市の追悼式会場で献花台に花を手向け、手を合わせる参列者(11日、岩手県陸前高田市で)

 東日本大震災は11日、発生から8年を迎えた。被災地では、遺族らが鎮魂の祈りをささげ、犠牲者をしのんだ。

 岩手県陸前高田市では追悼式典に約800人が集まった。地震が発生した午後2時46分にサイレンが鳴り響いた。
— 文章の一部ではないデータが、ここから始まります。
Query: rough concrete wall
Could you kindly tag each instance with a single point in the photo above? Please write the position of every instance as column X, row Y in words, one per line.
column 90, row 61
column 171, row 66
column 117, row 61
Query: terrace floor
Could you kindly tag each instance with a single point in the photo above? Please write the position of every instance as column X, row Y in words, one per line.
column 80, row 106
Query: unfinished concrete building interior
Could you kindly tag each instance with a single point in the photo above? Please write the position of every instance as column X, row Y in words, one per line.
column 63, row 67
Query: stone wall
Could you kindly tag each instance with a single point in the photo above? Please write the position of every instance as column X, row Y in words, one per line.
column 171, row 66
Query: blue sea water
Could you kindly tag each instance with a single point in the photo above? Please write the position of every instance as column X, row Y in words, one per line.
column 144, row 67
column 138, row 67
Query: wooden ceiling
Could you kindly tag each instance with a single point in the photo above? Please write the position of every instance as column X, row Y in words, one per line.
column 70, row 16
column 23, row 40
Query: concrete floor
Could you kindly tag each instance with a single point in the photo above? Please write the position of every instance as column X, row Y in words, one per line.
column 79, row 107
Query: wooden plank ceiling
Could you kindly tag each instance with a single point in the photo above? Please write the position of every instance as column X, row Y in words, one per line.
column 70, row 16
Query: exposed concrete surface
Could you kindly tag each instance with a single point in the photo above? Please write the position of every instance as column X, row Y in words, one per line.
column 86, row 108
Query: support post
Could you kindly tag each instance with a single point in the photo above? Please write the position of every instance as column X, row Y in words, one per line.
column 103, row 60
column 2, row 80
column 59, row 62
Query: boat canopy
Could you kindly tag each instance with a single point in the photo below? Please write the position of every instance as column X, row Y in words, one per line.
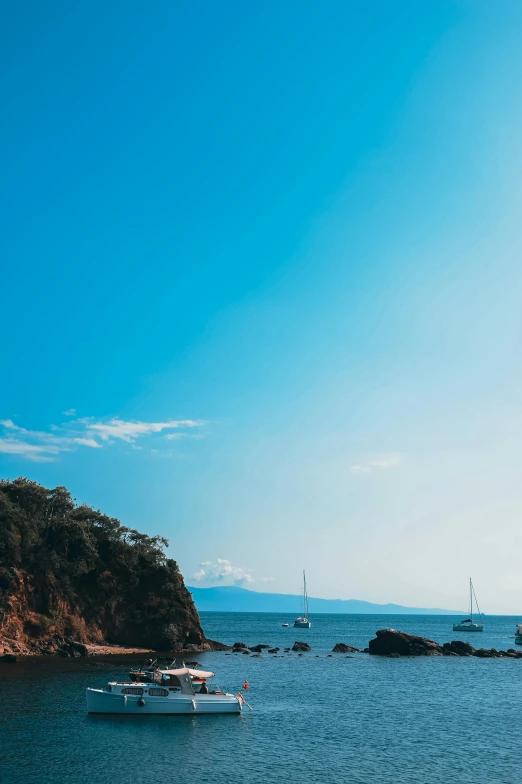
column 194, row 673
column 179, row 678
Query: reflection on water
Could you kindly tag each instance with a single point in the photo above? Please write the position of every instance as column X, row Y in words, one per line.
column 359, row 719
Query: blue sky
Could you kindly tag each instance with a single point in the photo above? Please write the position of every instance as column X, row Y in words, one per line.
column 261, row 285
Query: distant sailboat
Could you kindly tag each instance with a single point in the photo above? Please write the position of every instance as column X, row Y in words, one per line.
column 304, row 621
column 468, row 625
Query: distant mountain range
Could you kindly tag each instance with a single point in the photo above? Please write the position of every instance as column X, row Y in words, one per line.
column 228, row 598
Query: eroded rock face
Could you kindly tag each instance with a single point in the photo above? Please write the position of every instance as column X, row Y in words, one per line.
column 301, row 646
column 341, row 647
column 391, row 641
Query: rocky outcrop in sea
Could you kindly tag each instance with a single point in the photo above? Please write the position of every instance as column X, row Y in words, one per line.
column 391, row 642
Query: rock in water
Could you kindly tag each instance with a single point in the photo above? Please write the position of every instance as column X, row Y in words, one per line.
column 391, row 641
column 341, row 647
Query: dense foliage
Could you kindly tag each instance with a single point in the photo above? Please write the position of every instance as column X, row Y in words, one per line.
column 85, row 574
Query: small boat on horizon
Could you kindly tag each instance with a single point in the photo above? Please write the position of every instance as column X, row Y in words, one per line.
column 172, row 692
column 303, row 622
column 468, row 625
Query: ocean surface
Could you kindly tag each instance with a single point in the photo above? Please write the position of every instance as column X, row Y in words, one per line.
column 315, row 718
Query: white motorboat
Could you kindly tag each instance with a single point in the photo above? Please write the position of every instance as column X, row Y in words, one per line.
column 303, row 622
column 173, row 692
column 469, row 625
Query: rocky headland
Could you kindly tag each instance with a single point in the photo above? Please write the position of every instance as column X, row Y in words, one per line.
column 75, row 582
column 390, row 642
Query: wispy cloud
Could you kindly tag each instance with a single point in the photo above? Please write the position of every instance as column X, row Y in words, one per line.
column 222, row 571
column 45, row 445
column 130, row 431
column 379, row 462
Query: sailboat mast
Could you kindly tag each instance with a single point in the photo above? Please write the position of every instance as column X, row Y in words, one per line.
column 305, row 602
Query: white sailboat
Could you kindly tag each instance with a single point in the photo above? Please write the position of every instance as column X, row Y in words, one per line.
column 468, row 625
column 303, row 622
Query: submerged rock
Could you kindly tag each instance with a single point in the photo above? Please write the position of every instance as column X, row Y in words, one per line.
column 341, row 647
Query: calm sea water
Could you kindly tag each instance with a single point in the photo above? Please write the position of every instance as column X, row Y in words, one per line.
column 315, row 719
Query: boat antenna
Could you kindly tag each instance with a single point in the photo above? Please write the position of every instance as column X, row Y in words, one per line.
column 475, row 595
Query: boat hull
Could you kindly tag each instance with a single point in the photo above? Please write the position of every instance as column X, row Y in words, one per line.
column 102, row 701
column 458, row 628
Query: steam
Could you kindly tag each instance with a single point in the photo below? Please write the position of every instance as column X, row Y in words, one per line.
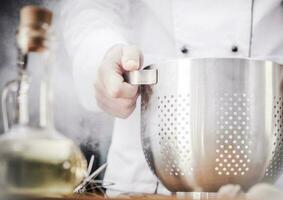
column 87, row 128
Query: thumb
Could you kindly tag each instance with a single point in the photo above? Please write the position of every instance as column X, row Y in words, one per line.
column 131, row 58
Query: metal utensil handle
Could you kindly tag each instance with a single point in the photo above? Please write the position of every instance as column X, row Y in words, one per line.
column 10, row 88
column 142, row 77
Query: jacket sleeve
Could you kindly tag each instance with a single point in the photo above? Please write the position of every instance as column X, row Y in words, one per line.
column 90, row 28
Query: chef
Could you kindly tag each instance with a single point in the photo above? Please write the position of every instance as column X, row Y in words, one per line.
column 105, row 38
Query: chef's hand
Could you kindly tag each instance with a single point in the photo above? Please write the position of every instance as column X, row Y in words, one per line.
column 112, row 94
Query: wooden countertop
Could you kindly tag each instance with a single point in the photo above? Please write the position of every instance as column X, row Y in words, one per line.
column 100, row 197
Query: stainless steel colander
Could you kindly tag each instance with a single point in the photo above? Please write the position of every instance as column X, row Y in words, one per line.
column 210, row 122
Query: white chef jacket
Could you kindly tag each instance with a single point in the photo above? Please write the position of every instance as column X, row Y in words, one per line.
column 162, row 29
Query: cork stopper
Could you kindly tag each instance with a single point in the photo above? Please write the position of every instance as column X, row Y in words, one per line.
column 33, row 16
column 33, row 29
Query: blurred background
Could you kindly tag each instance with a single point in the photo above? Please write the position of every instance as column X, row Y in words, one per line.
column 92, row 131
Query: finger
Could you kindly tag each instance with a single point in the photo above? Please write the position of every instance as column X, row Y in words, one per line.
column 115, row 106
column 131, row 58
column 116, row 87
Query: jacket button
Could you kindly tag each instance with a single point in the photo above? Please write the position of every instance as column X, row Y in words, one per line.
column 234, row 49
column 185, row 50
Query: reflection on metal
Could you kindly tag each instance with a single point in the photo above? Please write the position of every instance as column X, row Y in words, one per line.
column 212, row 121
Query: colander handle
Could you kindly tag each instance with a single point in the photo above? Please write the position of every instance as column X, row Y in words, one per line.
column 142, row 77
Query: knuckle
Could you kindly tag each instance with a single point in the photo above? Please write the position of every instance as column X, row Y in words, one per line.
column 114, row 92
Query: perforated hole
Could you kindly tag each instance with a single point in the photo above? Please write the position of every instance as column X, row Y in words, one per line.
column 174, row 120
column 234, row 148
column 276, row 164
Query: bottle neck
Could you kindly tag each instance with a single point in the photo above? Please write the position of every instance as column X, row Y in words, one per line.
column 35, row 86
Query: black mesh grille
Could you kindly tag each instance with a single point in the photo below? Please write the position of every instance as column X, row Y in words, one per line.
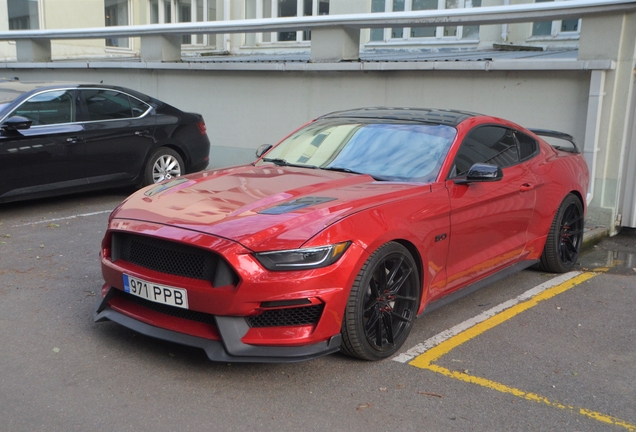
column 169, row 310
column 287, row 317
column 165, row 256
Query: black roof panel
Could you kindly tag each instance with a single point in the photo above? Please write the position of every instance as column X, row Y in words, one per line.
column 424, row 115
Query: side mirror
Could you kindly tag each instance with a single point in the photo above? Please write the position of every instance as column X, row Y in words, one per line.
column 262, row 149
column 16, row 123
column 481, row 173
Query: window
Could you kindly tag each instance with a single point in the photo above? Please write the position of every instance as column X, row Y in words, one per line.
column 51, row 107
column 23, row 14
column 555, row 28
column 386, row 150
column 169, row 11
column 528, row 146
column 279, row 9
column 116, row 14
column 423, row 33
column 486, row 144
column 111, row 105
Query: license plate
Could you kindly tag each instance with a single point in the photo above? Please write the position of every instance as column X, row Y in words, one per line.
column 157, row 293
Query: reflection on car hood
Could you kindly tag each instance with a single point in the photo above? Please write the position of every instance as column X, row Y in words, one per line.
column 263, row 208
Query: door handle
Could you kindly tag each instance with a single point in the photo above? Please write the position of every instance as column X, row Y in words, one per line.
column 526, row 187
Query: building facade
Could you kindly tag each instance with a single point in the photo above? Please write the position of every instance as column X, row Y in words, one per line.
column 574, row 74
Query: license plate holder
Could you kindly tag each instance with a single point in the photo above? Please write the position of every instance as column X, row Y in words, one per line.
column 164, row 294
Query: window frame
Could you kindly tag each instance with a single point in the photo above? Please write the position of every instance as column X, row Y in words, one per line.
column 85, row 115
column 407, row 34
column 74, row 107
column 122, row 43
column 172, row 8
column 555, row 29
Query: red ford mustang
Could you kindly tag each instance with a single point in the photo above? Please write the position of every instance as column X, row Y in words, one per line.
column 342, row 234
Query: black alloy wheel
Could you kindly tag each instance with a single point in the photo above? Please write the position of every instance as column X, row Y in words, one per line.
column 565, row 238
column 382, row 305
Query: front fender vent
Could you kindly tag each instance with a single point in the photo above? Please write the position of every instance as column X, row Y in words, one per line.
column 309, row 315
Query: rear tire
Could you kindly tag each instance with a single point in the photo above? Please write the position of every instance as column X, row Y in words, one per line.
column 564, row 240
column 382, row 305
column 164, row 163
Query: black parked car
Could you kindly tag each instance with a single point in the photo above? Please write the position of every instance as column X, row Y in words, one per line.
column 58, row 138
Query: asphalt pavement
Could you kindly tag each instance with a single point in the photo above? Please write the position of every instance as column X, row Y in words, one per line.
column 562, row 362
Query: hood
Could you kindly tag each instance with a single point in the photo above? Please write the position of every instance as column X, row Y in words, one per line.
column 263, row 208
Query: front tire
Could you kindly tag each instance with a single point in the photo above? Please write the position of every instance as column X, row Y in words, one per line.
column 565, row 237
column 164, row 163
column 382, row 305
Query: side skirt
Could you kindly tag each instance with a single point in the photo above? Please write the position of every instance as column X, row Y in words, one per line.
column 469, row 289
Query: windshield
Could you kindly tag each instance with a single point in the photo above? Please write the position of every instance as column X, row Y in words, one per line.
column 386, row 150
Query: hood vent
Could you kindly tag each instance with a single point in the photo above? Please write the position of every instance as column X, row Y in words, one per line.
column 290, row 206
黙とうし、冥福を祈った。

 追悼式では、同市高田町の佐々木正也さん(44)が遺族代表として手紙を読み上げた。「町の復興は進んでいるが、悪夢のような日は一生忘れることはない。母さん、本当にごめん。不安で怖かっただろう」と涙ぐんだ。佐々木さんは、津波が到達した場所に桜の木を植えた。震災の教訓を後世に引き継ぐ、防災の思いを込めた。

 JAおおふなとの菊池司組合長も参列した。「組合員も職員も犠牲になった。今後も復興を支援していきたい」と決意を述べた。家族や同僚を失った人が献花台に花を手向け、手を合わせた。

 被災地の沿岸部では降りしきる雨の中、遺族らが犠牲者をしのび、鎮魂の祈りをささげた。20メートル超の津波が襲ったとされる宮城県気仙沼市大谷地区。石田勝さん(49)は、大谷海岸を一望する丘で、亡くなった父と叔父を思った。叔父と共に流された自動車板金塗装工場を継ぐ形で、この丘に4月、自身の工場を開業する。「自宅も工場も新たに建てて不安ばかりだが、父と叔父には『頑張ってみるよ』と声を掛けたい」と話した。

 東京電力福島第1原子力発電所事故による避難指示が、2017年3月に一部を除き解除された福島県浪江町で、町主催の追悼式が行われた。遺族ら約120人が出席した。

 60代の父親を津波で失った遺族代表の鈴木祥高さん(36)は「父と過ごした温かい時間を思い出す。震災の経験を伝えることが亡くなった方への最大の敬意だ」と述べた。